How easy is it to clean up our emissions? Going from tech level zero to level 4.
When I set out to cut my contribution to poisoning our urban air I knew in one sense that I’d made life easy for myself. I’d started with a car that turned out to have one of the dirtiest car engines on the road.
The Ford derived 2.2 diesel in my much loved Range Rover Evoque put it into group H in the Emissions Analytics Equa index for NOx pollution – around as polluting as 25 petrol cars! It was a bit of shock that this beautiful car did so poorly despite a relaxed 9 speed automatic gearbox and stop start to cut the engine in traffic.
Stop start on a non hybrid turns out to be a bit of a disappointment for improving air quality. For a start it was the one part of the Evoque that never worked reliably. When it did it added at least 5 mpg in London traffic making the 4×4 Evoque more economical than the BMW 330D I had before.
The weak-point in all these systems though is the battery. Unless you turn off the aircon (fine when it’s not cold or wet!) you’ll be lucky if the engine manages to stay off for more than 30 seconds at a time. Fine at a lone short traffic light in the Scottish highlands but not much good if you’re stationary for 20 mins or more in London traffic.
There are lots of Euro 6 diesels on sale that are much cleaner than my Euro 5 Evoque. Amazingly there are also some Euro 6 diesels that are dirtier. There was such effective lobbying and abuse that Euro 6 tells you almost nothing about a cars emissions. On average they fail the test by 5x when you put them on the road. On average one Euro 6 diesel is as polluting as 7 petrol cars. So switching to a petrol car would reduce my emissions by 96% or more… while a plugin hybrid or EV could reduce it by up to an extra 4%
Now some in the car industry argue if we don’t continue buying dirty diesels then CO2 will go up and we will be hit by climate change. It’s sometimes known as the “die now or die later” argument with the industry backing the former.
The funny thing is though.. the average official CO2 for petrol and diesel cars is pretty much identical. Around 121g per car in the UK. The other funny thing is the highest CO2 comes from mainly diesel SUVs which average around 142g. (See tweet)
— David Nicholson (@rivergecko) January 13, 2018
So SUV’s are bad? Well not necessarily. SUV’s have a higher average CO2 because they are they are usually taller, wider and much heavier than an average car. 4 wheel drive systems also tend to push up CO2. So ironically the slightly more efficient diesel engine has encouraged people to buy bigger heavier cars that are less efficient – and produce more CO2. Carmakers are now selling midsized SUVs like an Audi Q5 that are longer than the original 5 door long wheelbase Range Rover. Positive whales of a car like the Audi Q7 would not have existed without diesel.
Thinking about my priorities for the new car the key things were
A 90% to 99% reduction in NOx pollution in the real world
Not diesel but efficient
Lower in CO2
Similar in size and practicality to my Evoque
In the end after flirting with a BMW 330e hybrid saloon ( I ordered it in May 17 but after a catalogue errors BMW finally said it might arrive by Christmas!) I picked a petrol SUV. Its NOx should be over 97% lower than the Evoque but despite also being a petrol automatic SUV and the same size- its mpg is almost exactly same and its CO2 is 19.5% lower.
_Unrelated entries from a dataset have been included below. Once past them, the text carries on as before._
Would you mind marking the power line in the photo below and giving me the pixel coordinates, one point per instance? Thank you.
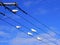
(26, 27)
(20, 30)
(26, 20)
(36, 20)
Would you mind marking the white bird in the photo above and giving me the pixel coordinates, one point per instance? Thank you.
(14, 10)
(33, 30)
(18, 27)
(29, 33)
(39, 38)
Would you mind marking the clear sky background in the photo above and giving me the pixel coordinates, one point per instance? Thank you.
(46, 11)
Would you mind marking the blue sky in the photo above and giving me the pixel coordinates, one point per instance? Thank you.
(46, 11)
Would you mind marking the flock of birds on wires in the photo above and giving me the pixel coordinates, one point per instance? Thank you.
(14, 11)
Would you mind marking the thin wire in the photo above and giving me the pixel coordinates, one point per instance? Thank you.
(28, 21)
(27, 28)
(25, 19)
(21, 30)
(37, 20)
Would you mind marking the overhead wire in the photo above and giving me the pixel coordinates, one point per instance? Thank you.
(24, 18)
(37, 20)
(18, 29)
(24, 26)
In the end I setted on a Skoda Karoq in edition spec that has a remarkably similar equipment spec to my Evoque. It’s performance is also comparable and it’s also an automatic (7 speed dsg). It’s also just as spacious inside and has about double the boot space (officially in smaller but In the real world it’s not…don’t ask!). I will be doing a comparison review soon.
So how does this same size SUV, petrol Skoda Karoq have lower CO2 (down from 159g official to 128g) than the diesel before it? Well it has a clever efficient new 1.5L Tsi engine and only 2 wheel drive..but mainly it’s much lighter – around 300kg less ( thats about three 16 stone rugby players less!). Now 128g of CO2 isn’t ultra low but it does show you don’t have to die now – by making the air in urban areas toxic – to reduce your CO2.
We will all be in zero emission EV’s in a few short years powered by renewable power. But in the meantime you can stop poisoning city air with stinking diesel fumes – and still lower CO2 even with a petrol car as long as you don’t buy a much bigger heavier car than you really need.